Address
- 1340 Tanyard Road Sewell, Gloucester County, New Jersey, 08080 United States
- Coordinates: 39°47′31″N 75°07′31″W﻿ / ﻿39.791965°N 75.125290°W

District information
- Grades: PreK-12
- Superintendent: James H. Dundee Jr.
- Business administrator: Christopher Retzbach
- Schools: 1

Students and staff
- Enrollment: 521 (as of 2022–23)
- Faculty: 95.5 FTEs
- Student–teacher ratio: 5.5:1

Other information
- Website: www.gcsssd.org
| Ind. | Per pupil | District spending | Rank (*) | Special svcs. average | %± vs. average |
| 1A | Total Spending | $49,515 | 3 | $18,891 | 162.1% |
| 1 | Budgetary Cost | 41,648 | 2 | 57,252 | −27.3% |
| 2 | Classroom Instruction | 23,057 | 2 | 32,861 | −29.8% |
| 6 | Support Services | 9,345 | 3 | 11,945 | −21.8% |
| 8 | Administrative Cost | 3,729 | 1 | 5,725 | −34.9% |
| 10 | Operations & Maintenance | 5,327 | 5 | 6,215 | −14.3% |
| 13 | Extracurricular Activities | 179 | 2 | 195 | −8.2% |
Data from NJDoE 2014 Taxpayers' Guide to Education Spending. *Of Special svcs. districts with any number of students. Lowest spending=1; Highest=8

= Gloucester County Special Services School District =

Special education public school district in New Jersey

The Gloucester County Special Services School District is a special education public school district headquartered in the Sewell section of Deptford Township, in Gloucester County, in the U.S. state of New Jersey. Its schools offer educational and therapeutic services for students of elementary and high school age in Gloucester County who have emotional or physical disabilities that cannot be addressed by their school districts.

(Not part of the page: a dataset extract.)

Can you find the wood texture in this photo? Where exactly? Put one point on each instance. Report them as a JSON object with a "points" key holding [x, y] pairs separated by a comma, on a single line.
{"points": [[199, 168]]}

As of the 2022–23 school year, the district, comprised of one school, had an enrollment of 521 students and 95.5 classroom teachers (on an FTE basis), for a student–teacher ratio of 5.5:1.

==Schools==
Schools in the district (with 2022–23 enrollment data from the National Center for Education Statistics) are:
- Bankbridge Elementary School (grades preschool to 6)
  - Ronald Rutter, principal
- Bankbridge Regional School (grades 6-12; with 521 students combined across programs)
  - Ronald Rutter, principal

==Administration==
Core members of the district's administration are:
- James H. Dundee Jr., superintendent
- Christopher Retzbach, business administrator and board secretary

==Board of education==
The district's board of education, comprised of seven members, sets policy and oversees the fiscal and educational operation of the district through its administration. The county executive superintendent serves as a member, with six other members appointed by the director of the Board of County Commissioners to three-year terms on a staggered basis, with two terms up for reappointment each year. The board appoints a superintendent to oversee the district's day-to-day operations and a business administrator to supervise the business functions of the district.